Metrics to keep
Track rule-fit pass rate, average planned risk, maximum paper drawdown, skipped-trade count, mistake tags, sample size, and review completion rate.
Evaluate an AI paper trading agent by process quality, not just paper profit and loss. Use rule fit, journal quality, risk behavior, skipped trades, sample size, and versioned improvements.
| Dimension | What to check | Weak signal |
|---|---|---|
| Rule fit | Did the agent follow the written setup, invalidation, and skip rules? | The agent explains the trade after the outcome instead of from the original rule. |
| Risk behavior | Did simulated size, drawdown, and exposure stay inside the written limits? | The agent makes profitable paper trades by breaking risk boundaries. |
| Journal quality | Can a reviewer understand thesis, rationale, exit reason, and next action? | The record contains confident summaries but no reviewable fields. |
| Skipped trades | Did the agent document when it did nothing and why? | Only entries are recorded, so discipline cannot be measured. |
| Version quality | Did each rule change target one specific behavior? | The prompt changes broadly after every small sample. |
A paper agent can show a high win rate and still be a poor workflow. It may enter late, ignore risk, skip journaling, or rely on a market condition that happened to be favorable during a small sample. Evaluation needs to ask whether the process is repeatable and reviewable.
Start by reading the agent's rules and prompt version. The sample only means something if you know which instructions produced it. Then review the journal for every entry, exit, and skip. A complete record should explain what the agent saw, why the decision fit the rule, what invalidated the thesis, and what should be reviewed next.
Risk behavior deserves its own score. An agent that wins by taking oversized paper positions is not better than an agent that loses while following the plan. The review should compare each decision with the AI agent risk controls workflow before drawing conclusions from paper returns.
Evaluation should end with one decision: keep collecting evidence, tighten one rule, reduce simulated size, change the prompt output, or retire the test. That decision should be written before the next sample starts.
Sample: An AI paper trading agent records twenty simulated decisions over two weeks. Twelve are entries, five are skips, and three are exits from the prior sample.
Finding: Paper profit is positive, but the journal shows four entries happened before the confirmation rule completed. The skipped trades were well documented, and size stayed inside limits.
Score: Risk behavior passes, journal quality passes, skip discipline passes, but rule fit needs work. The next version tightens confirmation language without changing position sizing or the watchlist.
Decision: The agent is not promoted or discarded. It starts a new paper sample with one rule change so the next evaluation can compare early-entry behavior directly.
Track rule-fit pass rate, average planned risk, maximum paper drawdown, skipped-trade count, mistake tags, sample size, and review completion rate.
Win rate, paper return, average profit, or a single leaderboard rank can be misleading when they are not paired with risk and rule-fit context.
Compare versions by behavior, not by a single paper result. Version one may have a higher paper return, while version two may follow rules more consistently and create better journal records. The stronger version depends on the evaluation goal.

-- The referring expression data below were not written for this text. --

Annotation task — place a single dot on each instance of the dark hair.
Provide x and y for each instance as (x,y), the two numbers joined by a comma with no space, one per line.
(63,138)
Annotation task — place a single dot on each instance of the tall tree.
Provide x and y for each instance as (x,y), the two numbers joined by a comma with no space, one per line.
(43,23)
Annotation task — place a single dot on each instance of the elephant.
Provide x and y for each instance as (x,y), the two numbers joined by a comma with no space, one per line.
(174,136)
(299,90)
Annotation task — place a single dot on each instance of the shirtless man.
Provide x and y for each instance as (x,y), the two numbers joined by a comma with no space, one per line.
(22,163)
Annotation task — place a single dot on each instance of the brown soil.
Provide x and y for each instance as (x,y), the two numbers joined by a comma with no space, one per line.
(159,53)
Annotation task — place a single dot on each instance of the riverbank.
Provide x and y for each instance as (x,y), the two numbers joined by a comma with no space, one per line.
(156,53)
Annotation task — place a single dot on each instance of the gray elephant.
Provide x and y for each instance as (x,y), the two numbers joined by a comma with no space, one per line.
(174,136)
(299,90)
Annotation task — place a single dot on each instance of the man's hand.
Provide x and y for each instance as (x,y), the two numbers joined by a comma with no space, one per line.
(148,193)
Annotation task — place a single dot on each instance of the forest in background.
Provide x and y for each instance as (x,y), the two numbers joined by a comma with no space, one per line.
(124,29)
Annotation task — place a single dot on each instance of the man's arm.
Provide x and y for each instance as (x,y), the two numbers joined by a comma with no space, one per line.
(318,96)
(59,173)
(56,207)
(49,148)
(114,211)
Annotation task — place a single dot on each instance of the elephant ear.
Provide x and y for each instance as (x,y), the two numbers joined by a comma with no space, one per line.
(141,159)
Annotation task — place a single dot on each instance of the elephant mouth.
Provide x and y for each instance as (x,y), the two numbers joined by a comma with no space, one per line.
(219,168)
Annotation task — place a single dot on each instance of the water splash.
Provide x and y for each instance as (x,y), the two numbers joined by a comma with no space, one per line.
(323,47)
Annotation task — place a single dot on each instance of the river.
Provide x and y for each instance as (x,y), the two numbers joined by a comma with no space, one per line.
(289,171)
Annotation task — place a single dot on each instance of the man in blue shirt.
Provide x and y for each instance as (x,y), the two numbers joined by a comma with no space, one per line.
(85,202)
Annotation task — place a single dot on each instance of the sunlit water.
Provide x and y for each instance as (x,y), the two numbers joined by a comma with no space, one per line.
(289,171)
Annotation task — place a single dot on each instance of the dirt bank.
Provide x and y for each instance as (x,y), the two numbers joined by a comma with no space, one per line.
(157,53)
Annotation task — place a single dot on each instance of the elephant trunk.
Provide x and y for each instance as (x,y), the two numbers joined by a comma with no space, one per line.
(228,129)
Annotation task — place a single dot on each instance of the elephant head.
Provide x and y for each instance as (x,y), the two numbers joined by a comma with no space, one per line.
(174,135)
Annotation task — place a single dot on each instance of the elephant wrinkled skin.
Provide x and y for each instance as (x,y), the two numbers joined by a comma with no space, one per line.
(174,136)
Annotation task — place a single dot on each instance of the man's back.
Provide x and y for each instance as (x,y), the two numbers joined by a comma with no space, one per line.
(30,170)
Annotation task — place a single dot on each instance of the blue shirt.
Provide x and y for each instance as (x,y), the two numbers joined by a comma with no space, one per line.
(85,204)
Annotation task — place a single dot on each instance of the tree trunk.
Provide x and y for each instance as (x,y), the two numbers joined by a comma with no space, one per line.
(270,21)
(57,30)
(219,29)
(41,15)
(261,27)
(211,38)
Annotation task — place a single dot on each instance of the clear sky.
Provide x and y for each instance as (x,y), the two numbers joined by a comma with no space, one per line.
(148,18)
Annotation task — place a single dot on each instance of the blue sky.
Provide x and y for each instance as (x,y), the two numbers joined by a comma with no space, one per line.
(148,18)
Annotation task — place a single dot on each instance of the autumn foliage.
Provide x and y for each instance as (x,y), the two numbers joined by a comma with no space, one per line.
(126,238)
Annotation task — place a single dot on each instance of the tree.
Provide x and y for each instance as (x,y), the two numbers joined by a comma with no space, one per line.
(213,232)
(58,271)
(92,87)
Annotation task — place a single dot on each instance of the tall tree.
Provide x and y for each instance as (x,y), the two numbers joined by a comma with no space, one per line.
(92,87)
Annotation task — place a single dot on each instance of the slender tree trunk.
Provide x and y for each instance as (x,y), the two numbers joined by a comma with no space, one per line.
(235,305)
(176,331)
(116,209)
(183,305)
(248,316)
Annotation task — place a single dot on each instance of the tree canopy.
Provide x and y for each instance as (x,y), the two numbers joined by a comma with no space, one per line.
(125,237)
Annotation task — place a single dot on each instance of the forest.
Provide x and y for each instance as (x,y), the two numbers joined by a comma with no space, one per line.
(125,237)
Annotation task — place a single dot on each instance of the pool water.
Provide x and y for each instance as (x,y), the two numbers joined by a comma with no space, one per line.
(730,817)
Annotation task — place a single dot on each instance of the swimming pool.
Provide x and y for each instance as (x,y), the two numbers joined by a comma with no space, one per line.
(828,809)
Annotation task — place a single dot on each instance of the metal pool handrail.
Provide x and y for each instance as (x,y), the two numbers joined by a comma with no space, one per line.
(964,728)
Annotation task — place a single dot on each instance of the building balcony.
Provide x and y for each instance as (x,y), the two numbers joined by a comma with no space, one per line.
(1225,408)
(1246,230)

Start every comparison by naming the change. If version two changed the confirmation rule, the review should focus on early entries and skipped trades. If version two changed the risk cap, the review should focus on size, exposure, and drawdown. A version comparison is weak when it changes many variables and then tries to explain the result afterward.
Use the same sample window when possible. If one version ran during a calm market and another ran during a volatile market, say that directly in the review. The evaluation may still be useful, but it should not pretend the samples were identical.
The best version is often the one that is easier to audit. A slightly less profitable paper sample with clean decisions may be more useful than a profitable sample with missing invalidation, vague rationale, and no skipped-trade evidence.
Evaluate rule fit, journal quality, risk behavior, skipped trades, drawdown, sample size, and whether each version improves one specific behavior.
No. Win rate can hide weak process. Review risk, rationale, sample size, skipped trades, and whether the agent followed the written rule.
Change it when repeated paper evidence shows a specific behavior problem, such as early entries, missing invalidation, oversized positions, or poor skip discipline.